Klaus Diepold | Mi., 17.04.2019 - 18:55
Die funktionierenden Beispiele von Transfer (www.cdtm.de), die ich kenne sind alle basierend auf Grassroot-Initiativen, also komplett bottom-up. Getrieben werden diese Projekte von engagierten Individuen, die viel Herzblut und persönliche Überzeugen investieren. Ich bin nicht überzeugt, dass etwas Vergleichbares Top-Down funktioniert.

#2 -

Josef König | Do., 18.04.2019 - 13:15
Danke für die Beispiele und Argumentation. Solche Initiativen sind gut und wichtig.

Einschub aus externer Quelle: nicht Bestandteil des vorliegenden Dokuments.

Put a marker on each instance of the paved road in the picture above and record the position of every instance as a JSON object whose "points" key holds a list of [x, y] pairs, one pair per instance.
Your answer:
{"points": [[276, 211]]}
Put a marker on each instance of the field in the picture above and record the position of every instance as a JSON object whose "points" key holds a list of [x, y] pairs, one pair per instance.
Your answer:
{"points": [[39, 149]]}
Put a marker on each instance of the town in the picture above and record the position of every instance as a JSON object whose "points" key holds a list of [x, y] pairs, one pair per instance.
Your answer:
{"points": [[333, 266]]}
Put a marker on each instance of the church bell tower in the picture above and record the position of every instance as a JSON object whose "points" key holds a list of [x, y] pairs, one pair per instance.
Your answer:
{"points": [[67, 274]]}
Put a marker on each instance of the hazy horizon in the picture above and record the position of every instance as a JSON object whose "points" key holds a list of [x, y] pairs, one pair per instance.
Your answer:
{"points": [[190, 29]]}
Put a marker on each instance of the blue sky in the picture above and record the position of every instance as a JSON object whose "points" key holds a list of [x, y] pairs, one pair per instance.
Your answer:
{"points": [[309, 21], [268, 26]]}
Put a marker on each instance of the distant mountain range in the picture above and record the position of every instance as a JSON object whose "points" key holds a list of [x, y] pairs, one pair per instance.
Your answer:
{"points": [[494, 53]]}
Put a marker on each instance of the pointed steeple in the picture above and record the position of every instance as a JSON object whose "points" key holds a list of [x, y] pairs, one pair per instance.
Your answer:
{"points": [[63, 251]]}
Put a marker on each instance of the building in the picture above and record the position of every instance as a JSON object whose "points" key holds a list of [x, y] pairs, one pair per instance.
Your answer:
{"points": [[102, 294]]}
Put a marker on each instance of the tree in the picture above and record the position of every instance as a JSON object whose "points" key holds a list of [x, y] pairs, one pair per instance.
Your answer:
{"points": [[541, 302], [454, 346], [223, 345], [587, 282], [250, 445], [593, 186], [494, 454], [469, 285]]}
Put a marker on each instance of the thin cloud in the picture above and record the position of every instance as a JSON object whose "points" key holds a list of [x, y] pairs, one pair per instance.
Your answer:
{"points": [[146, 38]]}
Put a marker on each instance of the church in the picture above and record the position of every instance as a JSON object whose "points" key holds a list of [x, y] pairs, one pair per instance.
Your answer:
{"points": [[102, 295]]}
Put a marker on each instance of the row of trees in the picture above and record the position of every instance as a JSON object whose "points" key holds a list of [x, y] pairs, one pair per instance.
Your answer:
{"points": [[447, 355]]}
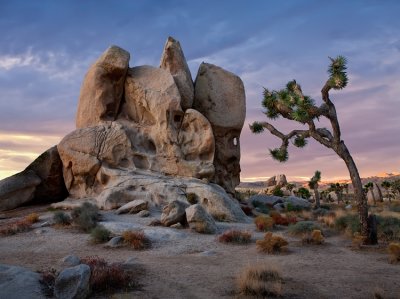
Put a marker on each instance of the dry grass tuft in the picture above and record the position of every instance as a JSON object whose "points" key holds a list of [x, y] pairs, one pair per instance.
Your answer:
{"points": [[394, 252], [315, 237], [260, 281], [235, 236], [136, 239], [264, 223], [272, 244]]}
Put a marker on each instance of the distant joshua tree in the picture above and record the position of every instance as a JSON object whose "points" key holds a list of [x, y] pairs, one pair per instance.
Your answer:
{"points": [[292, 104], [313, 184]]}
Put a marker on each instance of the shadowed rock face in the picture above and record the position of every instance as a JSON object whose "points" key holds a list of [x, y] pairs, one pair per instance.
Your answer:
{"points": [[144, 134]]}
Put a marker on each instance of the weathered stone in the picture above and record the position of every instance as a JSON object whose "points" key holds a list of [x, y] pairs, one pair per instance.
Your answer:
{"points": [[73, 283], [199, 220], [173, 213], [133, 207], [17, 282], [18, 189], [173, 60], [71, 260], [220, 97], [102, 88], [48, 167]]}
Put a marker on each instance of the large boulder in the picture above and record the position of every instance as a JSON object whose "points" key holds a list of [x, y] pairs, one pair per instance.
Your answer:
{"points": [[18, 189], [199, 220], [174, 212], [102, 88], [73, 283], [17, 282], [173, 60], [220, 97]]}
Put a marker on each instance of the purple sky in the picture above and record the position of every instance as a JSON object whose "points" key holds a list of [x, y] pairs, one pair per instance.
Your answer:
{"points": [[47, 46]]}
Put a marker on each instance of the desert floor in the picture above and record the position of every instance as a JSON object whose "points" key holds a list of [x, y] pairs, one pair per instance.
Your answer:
{"points": [[185, 264]]}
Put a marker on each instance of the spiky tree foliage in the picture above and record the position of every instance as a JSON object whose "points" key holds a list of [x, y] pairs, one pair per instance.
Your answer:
{"points": [[290, 103], [313, 184]]}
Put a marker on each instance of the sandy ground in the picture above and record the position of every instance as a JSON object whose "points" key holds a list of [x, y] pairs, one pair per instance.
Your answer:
{"points": [[191, 265]]}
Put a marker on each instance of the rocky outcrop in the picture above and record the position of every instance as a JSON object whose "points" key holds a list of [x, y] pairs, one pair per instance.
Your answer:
{"points": [[220, 97], [73, 283], [102, 88], [173, 60], [17, 282]]}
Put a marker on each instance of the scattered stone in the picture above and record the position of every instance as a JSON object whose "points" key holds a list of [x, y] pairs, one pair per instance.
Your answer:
{"points": [[73, 283], [173, 213], [70, 260], [133, 207], [199, 220], [144, 213], [115, 242], [17, 282]]}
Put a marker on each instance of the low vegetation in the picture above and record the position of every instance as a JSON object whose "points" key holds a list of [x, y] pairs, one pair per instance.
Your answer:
{"points": [[136, 239], [235, 236], [272, 244], [260, 281]]}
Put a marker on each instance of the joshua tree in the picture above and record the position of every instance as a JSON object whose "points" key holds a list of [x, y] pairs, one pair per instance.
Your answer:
{"points": [[313, 184], [370, 187], [386, 185], [292, 104]]}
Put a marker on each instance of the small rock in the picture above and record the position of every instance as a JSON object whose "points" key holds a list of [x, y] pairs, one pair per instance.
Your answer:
{"points": [[71, 260], [114, 242], [73, 283], [133, 207], [144, 213]]}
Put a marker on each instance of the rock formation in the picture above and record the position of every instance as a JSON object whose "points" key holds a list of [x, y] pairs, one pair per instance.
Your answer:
{"points": [[147, 133]]}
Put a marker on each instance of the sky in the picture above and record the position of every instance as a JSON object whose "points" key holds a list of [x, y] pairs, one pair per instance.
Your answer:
{"points": [[47, 46]]}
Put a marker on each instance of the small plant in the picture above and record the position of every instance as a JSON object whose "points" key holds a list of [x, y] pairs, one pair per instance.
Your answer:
{"points": [[136, 239], [85, 216], [235, 236], [106, 277], [303, 227], [315, 237], [32, 218], [100, 234], [61, 218], [394, 252], [192, 198], [271, 243], [260, 281], [263, 223]]}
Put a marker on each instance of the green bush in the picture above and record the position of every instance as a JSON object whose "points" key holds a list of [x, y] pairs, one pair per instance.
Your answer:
{"points": [[303, 227], [85, 216], [100, 234], [349, 223], [61, 218]]}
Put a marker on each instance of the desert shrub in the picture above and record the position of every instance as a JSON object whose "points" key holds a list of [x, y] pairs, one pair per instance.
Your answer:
{"points": [[394, 252], [61, 218], [303, 227], [349, 223], [15, 227], [100, 234], [85, 216], [315, 237], [136, 239], [192, 198], [263, 223], [271, 243], [32, 218], [105, 277], [388, 228], [235, 236], [260, 281]]}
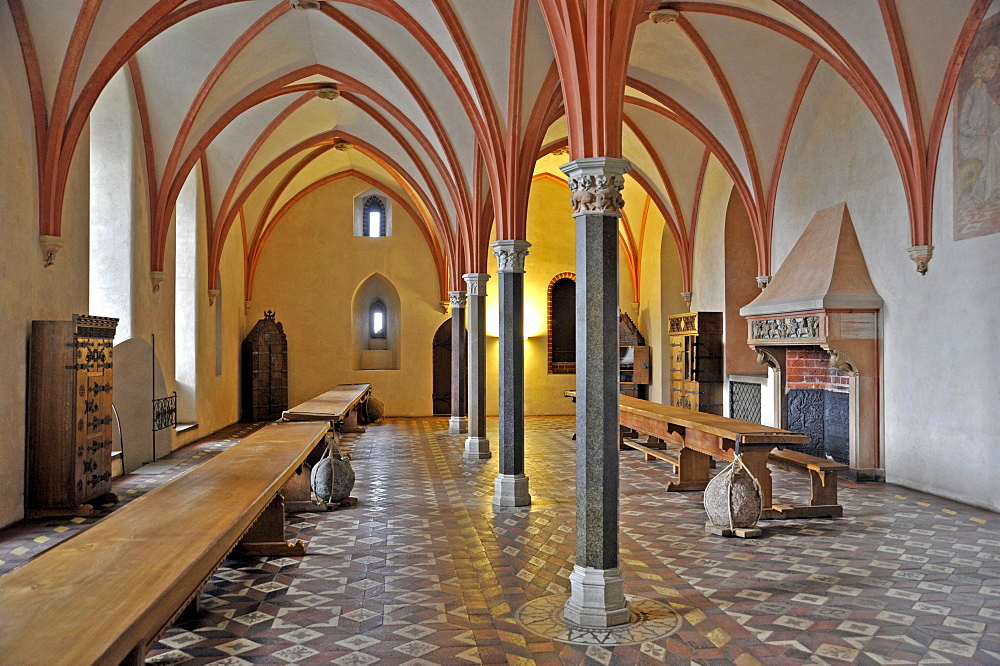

Trotzdem sollte man nicht verkennen: Es findet fortwährend und seit Jahrhunderten Wissenstransfer von den Hochschulen und die Gesellschaft statt: Indem die Hochschulen junge Leute akademisch ausbilden und diese das Gelernte in die Betriebe, Unternehmungen, Schulen, etc. transferieren. Das ist Alltag - und dennoch spricht es keiner klar aus!

#3 -

Maria Schmidt | Do., 18.04.2019 - 13:58
An vielen Stellen lese ich aus der Fachhochschulperspektive und denke: super, genau so machen wir das schon! Vermutlich schon immer, weil dies im Verständnis von Hochschule für angewandte Wissenschaften längst verankert ist.
Wichtig finde ich aber Ihre Hinweise: Verankerung statt nice-to-have & Wertschätzung von Lehrenden, die transferstark lehren. An der HTW Berlin arbeiten wir gerade an einer Transferstrategie, die eben auch die Fragen der Verstetigung und Anreize diskutiert.